De volta às lojas?
Em condições normais de temperatura e pressão, estaríamos agora no auge da temporada de liquidações. Época em que as lojas costumavam queimar seus estoques para a alegria de quem sonhava renovar o visual da sala ou que esperava arrematar aquele objeto de desejo, há muito acalentado, por um preço menos proibitivo.
Diante do quadro atual, porém, longas filas ou disputas braço a braço nunca pareceram mais distantes. Ainda assim, após meses observando a vida pelas janelas, é natural que a reabertura das lojas de design e decoração estimule no consumidor a vontade de sair. Ao menos para dar uma espiadinha nas vitrines em busca de boas ofertas. Nada, espera-se, comparável à maciça corrida aos pontos de venda de anos anteriores.

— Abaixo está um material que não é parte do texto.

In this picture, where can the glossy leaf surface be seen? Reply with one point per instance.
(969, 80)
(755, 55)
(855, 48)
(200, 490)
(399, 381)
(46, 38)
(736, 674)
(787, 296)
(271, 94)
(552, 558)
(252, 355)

Para o comércio, a crise é sem precedentes e a expectativa de ampliar as vendas, naturalmente grande. O isolamento social representou o fechamento quase que total dos pontos de venda, afetando tanto os pequenos negócios, quanto as redes de varejo. E gerando perdas ainda difíceis de mensurar. Com a queda do faturamento, todos buscaram refúgio no comércio online e, nesse sentido, podemos dizer que a paralisação representou um acelerador no processo de digitalização das operações. Hoje é possível encontrar mais produtos na internet do que nas próprias lojas e, por certo, a maioria dos clientes já se deu conta disso.
O desejo de voltar a frequentar as lojas físicas, porém, permanece latente. O consumidor parece não ter ficado imune aos dias vividos em quarentena, hoje se conhece melhor e, para muitos, promover mudanças urgentes na forma que vivenciam suas casas se tornou objetivo de primeira ordem. E isso, fatalmente, deverá ter impacto nos espaços comerciais, reais ou virtuais.
Ao que tudo indica, o cliente póspandemia estará mais bem informado e mais atento do que nunca às consequências de suas compras. Não apenas para seu bolso, mas para a própria saúde do planeta. De repente, ainda que por vias tortas, o longo retiro nos mostrou que é possível – e muitas vezes até mais prazeroso – consumir menos, não produzir tanto lixo e, no final, dar a ele a destinação adequada.
Ao mesmo tempo, aprendemos que comprar apenas o que precisamos pode ser bem mais interessante do que ceder a compras de impulso, já que o barato, muitas vezes, pode sair caro. Comprar pelo menor preço, sim. Mas apenas aquilo que for realmente útil e durar o maior tempo possível.
Frente a móveis e objetos, por exemplo, percebemos a importância de valorizar a autenticidade, de optar por soluções mais simples, de reciclar nosso acervo e, fundamentalmente, de adotar de uma vez por todas a cultura do “let it go”. Ou, em livre tradução, o princípio de abrir mão do que não usamos mais para só então pensar em novas aquisições. Evitando assim o desperdício e o acúmulo desnecessários.
Por outro lado, em sua nova dinâmica, a casa tem tudo para se converter em poderoso propulsor de vendas. É preciso, por exemplo, criar condições para que um escritório possa ser instalado em meio a um quarto ou uma sala. Que o banheiro possa estar adaptado à prática da meditação, ou ainda que a cozinha possa abrir espaço para longos papos. Ao redor da mesa e ao pé do fogão. Como antigamente.
De uma coisa, porém, todos podem estar certos: cada vez mais buscaremos uma conexão pessoal com tudo aquilo que pretendemos comprar. E o espaço físico das lojas não foge à regra. No novo normal, ser recebido de forma calorosa, contar com informações precisas e, em última análise, ter a oportunidade de tocar os produtos prometem se tornar itens tão essenciais quanto dispor de álcool gel sempre à mão, ou manter as condições recomendadas de distanciamento mínimo.
Olhando mais adiante, é possível até imaginar um progressivo, desde que seguro, afluxo às lojas, com um consequente reaquecimento das vendas. “A maioria dos meus clientes hoje faz videoconferências a partir de seus quartos”, comenta uma conhecida designer de interiores. Segundo ela, trata-se de uma realidade sem volta e que vai demandar um verdadeiro redesenho dos espaços da casa, além de móveis e equipamentos radicalmente novos. O que, convenhamos, já é um bom começo.